The Servant Leader in a New Role

Somewhere along the way, we’ve come to expect leaders to have all the answers, which is contradictory to the servant leader role. Anyone who has taken a new position, or started a new business, should be given some leeway to learn from others. The people who manage the daily routine are called experts.

If we want our teams of experts to make wise decisions without intervention, then as leaders we will want to ask more questions and listen for the real answers. Even when we switch teams, the desire to discover more about people, processes and challenges will open doors more quickly than ever before.

Do you hesitate to ask questions of your experts?



Leading a new business can be scary when you have a great product or service that customers are clambering to buy. Every day is filled with activity, and help is required. In these situations, the search for answers requires even more time.



What is your first priority?

Ask more questions of anyone in your circle. Some of the answers you seek will come from unexpected sources.

🗪    Other Business Owners – Many of these fellow mavericks can assist with your fears and doubts. Each one will offer a great story including ‘what not to do’ and ‘avoid my mistakes.’ Some of these conversations will provide perspective.

🗪    Local Resources – The Small Business Administration and SCORE can offer sources of future team members in the local community. In addition, tax incentives and employee hiring programs are available for your business needs.

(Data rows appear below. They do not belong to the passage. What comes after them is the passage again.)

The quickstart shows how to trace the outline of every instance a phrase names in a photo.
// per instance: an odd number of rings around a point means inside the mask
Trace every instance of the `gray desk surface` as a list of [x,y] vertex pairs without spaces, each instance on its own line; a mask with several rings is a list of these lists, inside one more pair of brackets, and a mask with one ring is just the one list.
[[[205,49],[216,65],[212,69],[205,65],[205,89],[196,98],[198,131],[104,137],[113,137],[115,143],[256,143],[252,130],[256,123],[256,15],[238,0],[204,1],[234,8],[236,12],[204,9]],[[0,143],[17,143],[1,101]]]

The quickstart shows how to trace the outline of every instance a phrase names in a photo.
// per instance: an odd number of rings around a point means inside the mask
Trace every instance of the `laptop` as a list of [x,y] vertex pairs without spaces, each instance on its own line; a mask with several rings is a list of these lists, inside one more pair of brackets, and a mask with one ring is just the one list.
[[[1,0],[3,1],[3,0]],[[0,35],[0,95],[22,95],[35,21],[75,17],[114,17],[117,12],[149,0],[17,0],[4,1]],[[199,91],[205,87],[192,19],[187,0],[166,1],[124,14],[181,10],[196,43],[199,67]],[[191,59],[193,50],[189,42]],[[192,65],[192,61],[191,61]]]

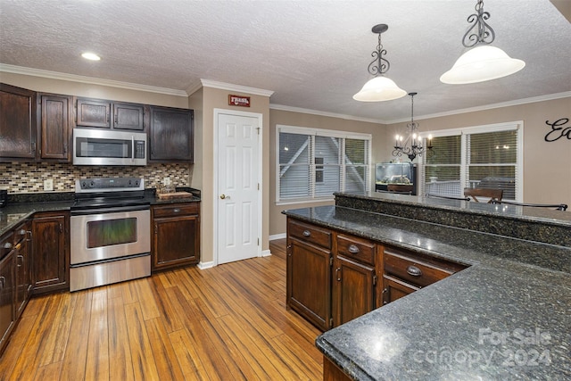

🗪    Friends and Family – Sometimes the people who can help the most are in your closest circles. We don’t always want to hire people who are too close, but there are situations where we do need to help. For those of us who need technical skills, youngsters can provide assistance and earn some money while developing career skills.


As we navigate the waters of Servant Leadership, we have the opportunity to touch and change lives. The role might seem daunting, but imagine the ways in which your business will thrive as you take action and assemble the team that trusts your judgment because you Ask More Questions.



The leader who has taken a new job in a different company knows the feeling of being the ‘new kid on the block.’ As a leader, our own insecurities must take a backseat to the needs and feelings of our team members. Each of them carries countless questions about this new leader. In some cases, the team had no say in who has been hired to lead them.


With this in mind, what is most important?

🗪   Day One – Gather the team, either in the hall or on Zoom, the less formal setting allows everyone to see you as approachable.

🗪   Day Two – Spend time in the team’s realm and observe their interactions and processes. Even if the team works remotely, have everyone gather on Zoom and continue to do their jobs. Slack offers another way to be available to the remote team.

🗪  Day Three – Gather the team in a formal team meeting where you share your background and insights so far. Ask More Questions of the team to create an atmosphere of discovery. This session can be 30 minutes long to set the pattern in motion. Long meetings detract from each expert’s duties.

🗪   Day Four – Begin a series of individual meetings with everyone in the organization. Again, these are short sessions to prevent discomfort. Ask each person to share one challenge that you could address.

🗪   Day Five – Invest time observing the team in action and notice what they do very well. These tidbits can provide helpful options for positive feedback in your next meeting.

The wise Servant Leader refuses to make assumptions from afar. Time spent in the midst of the team of experts will provide more valuable information about their challenges and strengths. Ask More Questions as the team gains trust in your approach.



Experienced leaders inside a company are sometimes viewed as deserving of a career-advancing move. Whether the team needs a different leadership style or increased level of attention, there are reasons to switch leaders.



Inside the transition to the new internal role certain missteps should be avoided:

🗪   Gathering opinions – Every team has a reputation that can be misinterpreted in comparison to other teams. Unfortunately, the leader who solicits input from other leaders will be setup for a fall when the new role starts. There is no way to validate the opinions before meeting with the new team.

🗪  Observing from a distance – In the interim between being selected and starting the new position, the tendency is to watch the team from afar. Actions and attitudes can lead to assumptions without the context of conversations and knowledge of the projects and processes. Wise leaders stay focused in the current role and wait to discover the nuances of the new team until the turnover conversations occur.

🗪   Examining the stats – Every industry has key performance indicators that reveal ways to improve the systems that support the daily routine. Without valuable insight directly from the team members, misinterpretation leads to poor decisions that convey mistrust of the experts who are managing the daily routine.


All of these actions appear to give the new leader an advantage over meeting the team without any insight or advanced information. In reality, the misinformation will create an inaccurate narrative that must be overcome to see the team’s real situation.

Servant leaders will Ask More Questions
from the new team and get up to speed rapidly.




Even experienced servant leaders know that a learning curve exists for every new position. The time required to become familiar with the new team will never be wasted when your objective is to gain respect and trust from those you serve. From the outset, the team will accept encouragement to stay on track and allow you to observe. The wise leader waits longer to act when something seems amiss.

Context for every apparent situation must be established before the new leader jumps to any conclusion. Everyone involved will appreciate being Asked More Questions about any detail that appears to be out of alignment. Whenever we embrace an outstanding problem and the solution is devised by the people most affected, the implementation will be easier for the entire team.